Court blocks former minister's wife burial

The body was set to be taken to the home on Friday, but everything was halted after the court order was served.

A relative broke down in tears as friends helped her after the body was driven to court in protest of the court order on Friday. (Credit: Godfrey Ojore)
By Godfrey Ojore
Journalists @New Vision
#Court #Justice Minister Cuthbert Obwangor #Rose Alupo #Death #Burial


SOROTI - Tension is high in Soroti as the High Court has issued an interim order stopping the burial of Rose Alupo, the wife of former Justice Minister Cuthbert Obwangor.

The order follows a miscellaneous application filed by Alupo's stepdaughters, Angela Margaret Itinot and Rosemary Atim, who describe the deceased in their affidavit as a stranger in their home.

The court order restrains the respondents, including the clan chairman of Ikouba-Ikaribwok, Gerald Irimo and the burial committee chairman Jorem Opian Obicho, from transporting and burying Alupo's body in Kiiya village, Katakwi district, until the final disposal of the application.

The women state that they are true administrators of the estate of the late Obwangor, who was their biological father.

The body was set to be taken to the home on Friday, but everything was halted after the court order was served.

Sources report that the clan chairman and burial committee were surprised and confused by the development.

Bereaved relatives attempted to take the body to court but remained stranded with the body after entry was denied.

After hours, they agreed to take the body to the townhome where mourners gathered on Friday.

A funeral van carrying the body of Rose Alupo being parked outside court on Friday. (Credit: Godfrey Ojore)
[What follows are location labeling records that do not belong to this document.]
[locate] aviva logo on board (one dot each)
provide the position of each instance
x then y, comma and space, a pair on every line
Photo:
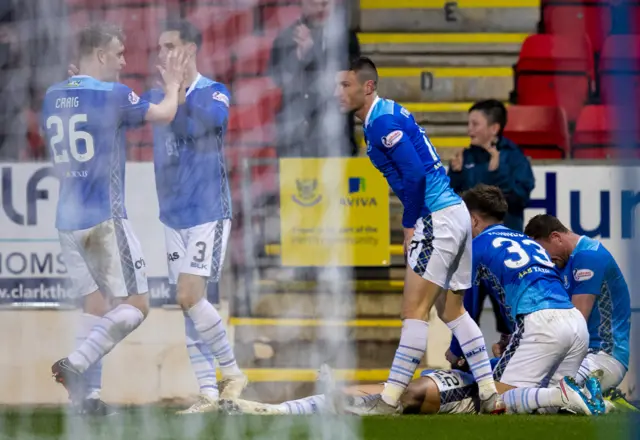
357, 196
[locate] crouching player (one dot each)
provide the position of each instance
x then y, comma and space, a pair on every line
598, 289
550, 337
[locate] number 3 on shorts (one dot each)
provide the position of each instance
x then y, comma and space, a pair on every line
202, 249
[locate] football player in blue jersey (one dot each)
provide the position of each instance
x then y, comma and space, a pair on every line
195, 208
550, 338
437, 231
598, 289
84, 120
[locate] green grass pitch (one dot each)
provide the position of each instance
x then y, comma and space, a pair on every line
160, 423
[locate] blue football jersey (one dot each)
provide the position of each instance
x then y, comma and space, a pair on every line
84, 122
517, 271
401, 150
188, 156
591, 269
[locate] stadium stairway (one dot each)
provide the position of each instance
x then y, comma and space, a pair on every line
436, 60
438, 57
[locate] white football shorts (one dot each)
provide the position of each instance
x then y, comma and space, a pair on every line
199, 250
458, 391
545, 346
613, 371
440, 250
106, 257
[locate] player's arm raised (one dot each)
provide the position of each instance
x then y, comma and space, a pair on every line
588, 275
173, 77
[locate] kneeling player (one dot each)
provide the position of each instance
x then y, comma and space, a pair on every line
551, 337
101, 252
434, 392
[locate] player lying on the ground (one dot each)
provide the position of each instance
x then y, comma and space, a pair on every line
550, 339
437, 233
598, 289
195, 209
84, 120
434, 392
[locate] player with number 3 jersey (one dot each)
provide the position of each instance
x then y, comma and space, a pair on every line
84, 120
551, 338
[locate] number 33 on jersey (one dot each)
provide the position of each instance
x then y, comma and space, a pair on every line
516, 271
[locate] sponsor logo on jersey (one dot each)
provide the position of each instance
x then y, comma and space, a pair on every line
140, 264
392, 138
173, 256
202, 266
133, 98
307, 192
218, 96
582, 274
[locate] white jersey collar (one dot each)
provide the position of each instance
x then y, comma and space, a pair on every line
375, 101
193, 84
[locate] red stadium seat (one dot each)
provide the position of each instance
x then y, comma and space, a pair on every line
221, 29
142, 29
142, 136
606, 132
250, 125
277, 18
592, 18
620, 70
260, 92
221, 26
252, 55
78, 19
555, 71
541, 132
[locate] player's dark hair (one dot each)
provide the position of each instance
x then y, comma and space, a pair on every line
365, 69
494, 111
543, 225
97, 35
189, 33
486, 200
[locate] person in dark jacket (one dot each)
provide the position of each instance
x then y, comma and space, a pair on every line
494, 160
300, 63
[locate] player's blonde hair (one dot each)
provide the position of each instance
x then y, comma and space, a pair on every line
97, 35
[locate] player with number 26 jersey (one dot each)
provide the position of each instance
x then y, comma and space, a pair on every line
84, 121
550, 337
517, 272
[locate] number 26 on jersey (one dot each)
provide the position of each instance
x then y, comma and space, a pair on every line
69, 133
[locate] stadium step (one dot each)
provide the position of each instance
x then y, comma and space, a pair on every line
446, 49
445, 84
455, 16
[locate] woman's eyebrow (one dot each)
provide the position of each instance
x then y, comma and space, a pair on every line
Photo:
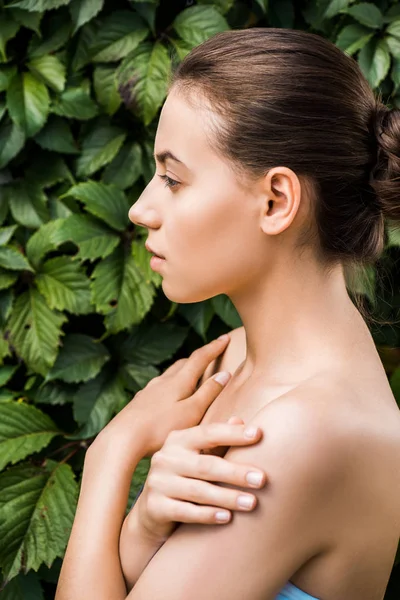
165, 154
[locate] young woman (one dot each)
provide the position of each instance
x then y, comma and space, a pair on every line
281, 166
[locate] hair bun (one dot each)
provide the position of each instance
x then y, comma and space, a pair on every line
385, 177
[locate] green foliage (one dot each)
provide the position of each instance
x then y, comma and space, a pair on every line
83, 322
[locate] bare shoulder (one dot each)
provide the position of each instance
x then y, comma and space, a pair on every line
308, 428
230, 359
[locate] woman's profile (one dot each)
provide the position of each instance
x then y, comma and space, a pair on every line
280, 168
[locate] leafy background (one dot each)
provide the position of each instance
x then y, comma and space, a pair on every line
84, 324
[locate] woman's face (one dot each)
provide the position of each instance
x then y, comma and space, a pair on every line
207, 226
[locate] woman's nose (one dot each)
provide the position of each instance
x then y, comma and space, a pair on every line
143, 216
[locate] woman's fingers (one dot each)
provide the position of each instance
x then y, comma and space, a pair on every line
209, 468
212, 435
185, 512
205, 395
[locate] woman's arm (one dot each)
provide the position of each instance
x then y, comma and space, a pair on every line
136, 547
91, 568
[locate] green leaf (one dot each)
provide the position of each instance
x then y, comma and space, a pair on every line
8, 29
13, 260
95, 403
120, 292
83, 11
126, 168
12, 140
395, 384
366, 13
99, 148
4, 352
75, 103
56, 32
394, 235
105, 86
7, 279
198, 23
28, 203
140, 373
64, 284
50, 70
23, 430
55, 393
334, 7
6, 234
180, 48
117, 35
93, 239
374, 62
152, 343
28, 103
23, 587
364, 282
3, 209
35, 331
393, 44
143, 79
38, 504
6, 374
85, 41
42, 241
6, 302
353, 37
394, 28
39, 5
47, 169
30, 20
81, 358
6, 75
107, 202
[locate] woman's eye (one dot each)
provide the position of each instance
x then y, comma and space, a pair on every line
171, 183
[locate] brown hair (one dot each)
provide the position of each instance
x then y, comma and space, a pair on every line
289, 97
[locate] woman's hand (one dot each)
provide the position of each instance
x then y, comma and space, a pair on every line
168, 402
178, 488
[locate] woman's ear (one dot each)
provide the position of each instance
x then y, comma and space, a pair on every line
282, 200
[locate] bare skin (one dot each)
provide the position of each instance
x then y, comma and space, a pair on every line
364, 524
301, 331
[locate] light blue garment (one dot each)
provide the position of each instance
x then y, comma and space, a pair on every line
292, 592
289, 592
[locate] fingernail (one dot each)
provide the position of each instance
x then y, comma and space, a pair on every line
254, 478
251, 432
222, 377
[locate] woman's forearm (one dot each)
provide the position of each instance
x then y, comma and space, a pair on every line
91, 567
136, 548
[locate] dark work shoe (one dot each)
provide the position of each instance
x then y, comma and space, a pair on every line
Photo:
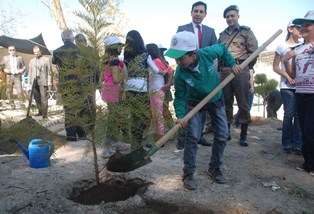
287, 150
189, 182
244, 141
216, 175
204, 142
297, 151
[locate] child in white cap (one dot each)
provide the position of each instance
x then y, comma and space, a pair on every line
194, 79
302, 68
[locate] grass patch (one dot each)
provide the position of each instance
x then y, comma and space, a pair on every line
298, 191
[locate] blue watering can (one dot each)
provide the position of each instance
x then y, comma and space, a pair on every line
38, 153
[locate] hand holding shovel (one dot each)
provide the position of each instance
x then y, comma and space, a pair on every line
141, 157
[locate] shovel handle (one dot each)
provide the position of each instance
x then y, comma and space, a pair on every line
172, 131
30, 99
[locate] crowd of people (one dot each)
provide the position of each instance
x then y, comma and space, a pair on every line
141, 79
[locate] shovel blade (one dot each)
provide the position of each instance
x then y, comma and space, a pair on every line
127, 162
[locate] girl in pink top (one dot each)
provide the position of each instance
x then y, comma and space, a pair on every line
157, 87
113, 73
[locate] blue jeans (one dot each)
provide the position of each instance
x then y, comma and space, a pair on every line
218, 117
237, 116
305, 106
291, 133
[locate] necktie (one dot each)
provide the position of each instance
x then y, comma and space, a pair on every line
199, 34
13, 67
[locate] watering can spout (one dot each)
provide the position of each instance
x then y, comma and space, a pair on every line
25, 151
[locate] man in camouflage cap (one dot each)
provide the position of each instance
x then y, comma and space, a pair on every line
231, 7
241, 43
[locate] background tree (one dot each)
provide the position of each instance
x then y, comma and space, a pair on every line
264, 87
9, 20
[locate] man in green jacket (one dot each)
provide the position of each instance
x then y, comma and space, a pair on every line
194, 79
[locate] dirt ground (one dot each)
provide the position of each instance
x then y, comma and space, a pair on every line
261, 179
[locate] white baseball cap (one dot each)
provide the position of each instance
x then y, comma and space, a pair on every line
309, 16
161, 47
112, 40
181, 43
290, 24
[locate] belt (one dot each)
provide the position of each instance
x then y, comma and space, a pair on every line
238, 62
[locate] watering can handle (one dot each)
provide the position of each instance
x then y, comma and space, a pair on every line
51, 147
172, 131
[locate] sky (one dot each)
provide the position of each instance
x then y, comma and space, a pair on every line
157, 21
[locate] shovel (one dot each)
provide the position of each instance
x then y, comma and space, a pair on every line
140, 157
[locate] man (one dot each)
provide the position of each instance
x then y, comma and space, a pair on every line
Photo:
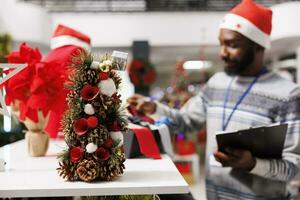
65, 43
245, 95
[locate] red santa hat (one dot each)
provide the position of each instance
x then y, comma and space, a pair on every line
251, 20
64, 35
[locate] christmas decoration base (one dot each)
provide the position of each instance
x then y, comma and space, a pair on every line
37, 143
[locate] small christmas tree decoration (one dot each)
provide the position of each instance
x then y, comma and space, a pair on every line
93, 123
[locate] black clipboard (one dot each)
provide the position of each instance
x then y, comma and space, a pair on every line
263, 142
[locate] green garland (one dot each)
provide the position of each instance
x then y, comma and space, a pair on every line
5, 47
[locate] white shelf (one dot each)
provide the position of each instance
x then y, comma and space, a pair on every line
27, 176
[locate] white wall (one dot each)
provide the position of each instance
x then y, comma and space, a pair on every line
161, 29
286, 20
25, 22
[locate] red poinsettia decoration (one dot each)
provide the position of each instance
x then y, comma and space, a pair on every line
89, 92
76, 154
141, 73
38, 87
92, 122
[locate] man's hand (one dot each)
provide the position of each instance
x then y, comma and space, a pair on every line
142, 104
236, 158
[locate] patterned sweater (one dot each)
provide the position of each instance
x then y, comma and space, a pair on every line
272, 99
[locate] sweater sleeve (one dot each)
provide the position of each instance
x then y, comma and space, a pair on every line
286, 168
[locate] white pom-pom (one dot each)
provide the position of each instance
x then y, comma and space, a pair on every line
2, 165
107, 62
88, 109
117, 136
91, 147
94, 65
107, 87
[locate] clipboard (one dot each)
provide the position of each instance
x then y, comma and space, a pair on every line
263, 142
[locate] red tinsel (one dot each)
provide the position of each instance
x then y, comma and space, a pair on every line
141, 73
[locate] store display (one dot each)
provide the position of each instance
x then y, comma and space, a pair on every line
94, 122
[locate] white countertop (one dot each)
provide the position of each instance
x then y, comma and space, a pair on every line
27, 176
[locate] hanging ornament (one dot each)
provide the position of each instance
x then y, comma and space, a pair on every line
91, 147
105, 66
115, 96
89, 109
117, 136
107, 87
114, 127
103, 76
80, 126
76, 154
89, 92
92, 122
94, 65
102, 154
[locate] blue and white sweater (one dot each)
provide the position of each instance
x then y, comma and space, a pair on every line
272, 99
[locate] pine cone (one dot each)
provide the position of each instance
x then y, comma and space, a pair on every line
87, 170
67, 170
98, 135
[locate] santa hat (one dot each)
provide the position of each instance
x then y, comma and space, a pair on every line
64, 35
251, 20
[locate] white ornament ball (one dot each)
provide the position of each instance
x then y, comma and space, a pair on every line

A funeral van carrying the body of Rose Alupo being parked outside court on Friday. (Credit: Godfrey Ojore)



Ground of the petition

“The respondent’s actions of wanting to forcefully bury a stranger in our home is causing us emotional pain and mental torture which cannot be atoned for, in monetary terms,” the applicants said in their affidavit filed by their lawyer M/S Engulu and Co. Advocates.

There is also a pending suit in the High court family division at Kampala in which one of the issues for determination is whether the late Alupo was legally married to their father.

Family sources state that the family battle relates to issues of the paternity of the children of the deceased, with the children of the different co-wives contesting the paternity.
Obwangor, who died in 2012, married four women, with the deceased being the last. The court order has sparked a heated debate within the family.

“This is wrong, it's putting our clan to a big shame! Our daughters have done one of the worst things,” lamented Papuras Imodot, a relative of Obwngor and the founder and paramount chief of Iteso.

He dismissed the grounds of the deceased being referred to as a stranger, saying that he attended the traditional marriage of Alupo.

“It's laughable and at the same time shameful for mature ladies to go to court over that, yet we who participated in that marriage are still alive,” Imodot said.

By press time, the body was being organised to be taken back to the morgue until Monday, when court will deliver its verdict.